Let's say we want to have some sort of interaction between models. Instead
of passing in a single model to the `TypeChain`

type, we can pass in any
datatype given that we have the appropriate lenses to access the individual
models. In this example, we will use a tuple with the `_1`

and `_2`

lenses to
represent the two different models.

```
import Control.Lens
-- Helper function to turn assistant messages into user messages
-- We do this so we don't confuse the model and make it think it's talking
-- to itself
toUserMessage :: Message -> Message
toUserMessage msg = msg { _role = User }
convo :: TypeChain (OpenAIChat, OpenAIChat) [Message]
convo = do
let prompt = "Why does 1 + 1 = 2?"
-- Add appropriate context to model 2 so it thinks it asked this
-- question.
_2 `memorizes` [Message Assistant prompt]
-- Ask model 1 why 1 + 1 = 2
-- We do this to start a conversation between the two models
response1 <- _1 `predicts` ("Why does 1 + 1 = 2?" :: String)
-- Feed model 1's response into model2
response2 <- _2 `predicts` map toUserMessage response1
return response2
main :: IO ()
main = do
env <- loadEnv DefaultEnv
let Just key = env `getEnv` "OPENAI_API_KEY"
model1 = initOpenAIChat { chatModel = GPT35Turbo, apiKey = key }
model2 = initOpenAIChat { chatModel = GPT35Turbo, apiKey = key }
-- Return only the second model and print the entire conversation log
(_, model2) <- execStateT convo (model1, model2)
mapM_ print (messages model2)
```

This produces the output:

```
assistant: Why does 1 + 1 = 2?
user: The equation 1 + 1 = 2 is a fundamental concept in mathematics and follows the principles of arithmetic. In the base-10 number system, 1 represents
a single unit, and when another single unit (1) is added to it, we get a total of two units. This is the basic principle of addition, where combining two
quantities or numbers gives us the sum or total of those quantities. Consequently, 1 + 1 equals 2.
assistant: The equation 1 + 1 = 2 is derived from the principles of mathematical logic and the base-10 number system. In this system, we assign the numera
l 1 to represent a single unit or quantity. When we add two quantities or units of 1 together, we combine them to get a total of two units.
This concept of addition is a fundamental principle in mathematics, and it follows the properties and rules of arithmetic. It holds true not just in the b
ase-10 number system, but in any other number system as well. The equation 1 + 1 = 2 is a universally accepted fact in mathematics and forms the basis for
further mathematical operations and calculations.
```

## Prompt Templates

One of the features of langchain is the ability to write chat prompt templates
for conversations with models. Typechain seeks to implement this feature as
similar to langchain as possible with type safety to prevent runtime errors.

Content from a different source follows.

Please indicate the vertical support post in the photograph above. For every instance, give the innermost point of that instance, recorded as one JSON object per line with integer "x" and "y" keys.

For example, consider the following langchain code:

```
template = "You are a helpful assistant that translates {from} to {to}."
human_template = "{text}"
chat_prompt = ChatPromptTemplate.from_messages([
("system", template)
("human", human_template)
])
messages = chat_prompt.format_messages(from='English', to='French', text='Hello, World!')
```

The same code can be implemented in Typechain:

```
{-# LANGUAGE TemplateHaskell #-}
import Typechain.ChatModels
chatPrompt :: String -> String -> String -> [Message]
chatPrompt = $(makeTemplate [ system "You are a helpful assistant that translates {from} to {to}."
, user "{text}"
])
messages :: [Message]
messages = chatPrompt "English" "French" "Hello, World!"
```

The `makeTemplate`

function generates a function at compile time fitting
the criteria of the specified template. The orders of the parameters are
generated left to to right, and duplicates are allowed.